I understand you've done important work for the government, too. What are some of the projects?

Like most other senior academics, I have served on various panels and committees. Currently, I am on a committee that reports to the U. S. Army and the Congress on how we are to dispose of our armed and assembled chemical weapons to comply with the Chemical Weapons Convention. These weapons contain toxic chemical warfare agents and high-energy explosives and are located at Army depots around the country. I have had to go into bunkers containing large numbers of rockets filled with Sarin, propellants and various explosives wearing a respirator and carrying an auto-inject antidote pack in the morning, and then sit in a public forum in the evening listening to citizens' concerns or making presentations on disposal technologies.

Does chemical engineering education still focus mainly on building chemical processing plants, or is the discipline changing?

When I was a student, the education was largely based on the petroleum industry and large quantity commodity chemicals, and much of the design was done with a slide rule. Both have changed. Design is now largely done with large computer programs that require less time and, therefore, fewer engineers. Also, a large fraction of our graduates now go to work in nontraditional areas such as pharmaceuticals, computer chip manufacturing, the electronics industry, specialty chemicals, consulting, environmental reclamation and even to work on Wall Street.

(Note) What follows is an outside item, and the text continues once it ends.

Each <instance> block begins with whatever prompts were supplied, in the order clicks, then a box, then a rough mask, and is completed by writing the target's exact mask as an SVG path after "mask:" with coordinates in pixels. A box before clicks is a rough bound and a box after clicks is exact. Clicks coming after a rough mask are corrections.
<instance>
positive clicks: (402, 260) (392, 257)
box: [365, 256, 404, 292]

This is in addition to those who go on to medical, law and dental school. So now we are training students for a greater variety of careers and to deal with changes throughout their career.

With that in mind, what are some of the challenges facing chemical engineering educators?

As educators, we need to provide a strong core engineering education that includes the mathematical, scientific and computational abilities necessary to understand complex, highly integrated processes. We must also help the student understand how to function with uncertainty and incomplete knowledge, since an engineer never has all the information needed to design a process. Also, the student must learn how to function as a professional, subject to environmental, societal and cultural constraints. Finally, we must also provide flexibility in the educational program for the student to learn how to think independently, to become a cultured graduate of our University and to be able to pursue their own professional and nonprofessional interests in the international arena. Our challenge is to accomplish all these things.

Can we assume when students graduate that they are fully prepared for the future?

Absolutely not. Chemical engineering is a very broad and dynamic profession, and we can teach only the basics at the University. Part of our job as educators is to impress on students that for them to have a successful career they have be responsible for their own lifelong learning, and always be prepared to reinvent themselves when necessary. While they may no longer be in a classroom after graduation, their education as a professional had better continue.